How to Track Online Shoppers That Buy Offline

Consumers who shop online and then visit your brick and mortar store to make their purchase are called cross-channel shoppers, and they can wreak havoc with your attempts to track your online advertising’s effectiveness. Here are some things you can do to account for cross-channel shoppers.

We’ve heard it for years. Heck, I’ve said it myself countless times before: “Click-throughs are great, but it’s conversions that really matter.” However, consumer research over the last several years has shown a growing trend that most emarketers believed would have eased up by this date in time. Still, one survey after another reports just the opposite: the trend is getting stronger.

What’s happening is that consumers – in increasing numbers – are researching online before buying offline (ROBO). According to ecommerce software provider MarketLive (as reported in Internet Retailer magazine), “The picture emerging from the data shows many consumers using the web to search for deals, moving quickly from site to site, and often going into stores to buy after researching online.”

But, the ROBO trend isn’t a new one and, while it may be spurred by the current economy, that isn’t the case in years past. The Pew Internet & American Life Project reports an increase of 8% in this area from 2000 to 2007. As of September 2007, 81% of Americans typically did research online for a product they may buy offline. As many as 85% of those shoppers agreed with the statement, “I prefer to see things I buy before I buy them.”

In addition, Pew recounts that 47% of Internet users said that if a store provided product information online, even if it didn’t sell goods at its website, they would be more likely to go into the physical store to buy the product.

eMarketer agrees, reporting, “The most-trod cross-channel shopping path starting online (i.e., from a Web site, e-mail or an online newspaper circular) was browsing a Web site and then buying in a store (37%).”

So then, for pay-per-click (PPC) advertisers, what does this all mean? In actuality, your conversion rate could be a good deal higher than your analytics show.

Is Your Conversion Rate Skewed?

Web statistics only report what happens on your website. Visitors come and are recorded as a click-through from your ad to your site. Visitors click to different pages; the stats pick up on their movements. A conversion takes place online; it’s noted. But, what if the customer leaves to buy offline? Then, you record a click-through, but no conversion. Instead, it can drive your bounce rate up while stalling out your conversion rate.

Stats programs aren’t capable of tracking offline movements. So, when a Web searcher clicks from a PPC ad to your site and then leaves the site to purchase in your retail store or calls your 800 order line, it isn’t calculated. It still counts, however. You made the sale. The person is arrives at your location to buy… he just isn’t buying from your site. It’s sort of like the old question, “If a tree falls in the woods and nobody is around, does it make a noise?”

Depending on your definition of a conversion, you may be doing much better than you think you are with your PPC campaign. Even if you have the most sophisticated analytics software available today, ROBO shoppers could be skewing your results. The problem is there’s no accurate way to track offline conversions.

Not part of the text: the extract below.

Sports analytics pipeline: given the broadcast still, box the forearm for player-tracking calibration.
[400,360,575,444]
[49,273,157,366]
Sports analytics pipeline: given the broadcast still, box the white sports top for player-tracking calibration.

How Do You Account for ROBO Shoppers?

There are a few things that might shed a bit of light on the impact ROBO shoppers are having on your site. Here are two ideas.

#1 – Add a “Buy in Store” Option. On each product page, add a button that reads “Buy in Store.” When clicked, a message appears with a discount code (best way to track), the store phone number, and a list of locations. When the discount code is given to the cashier at your retail location, you’ll know immediately that this customer researched online and bought offline.

#2 – Offer In-Store Pickup. The customer would go through the same motions as with purchasing online, but the “shipping” option would default to in-store pickup. Shoppers would research and buy online then drive to your store to pick up the purchase. Include a bit of copy that lets customers know, if they don’t like the item once they see it in person, a full refund will be issued on the spot.

Although technology is getting more sophisticated by the nanosecond, it would be unrealistic at this point to believe you can track all ROBO sales from start to finish. Using a little creativity, however, can give you a better handle on what’s really happening with your conversion and bounce rates.

Before you throw in the towel from frustration over what you think might be a slow PPC campaign, do a little evaluating to see if conversions could be taking place offline rather than on.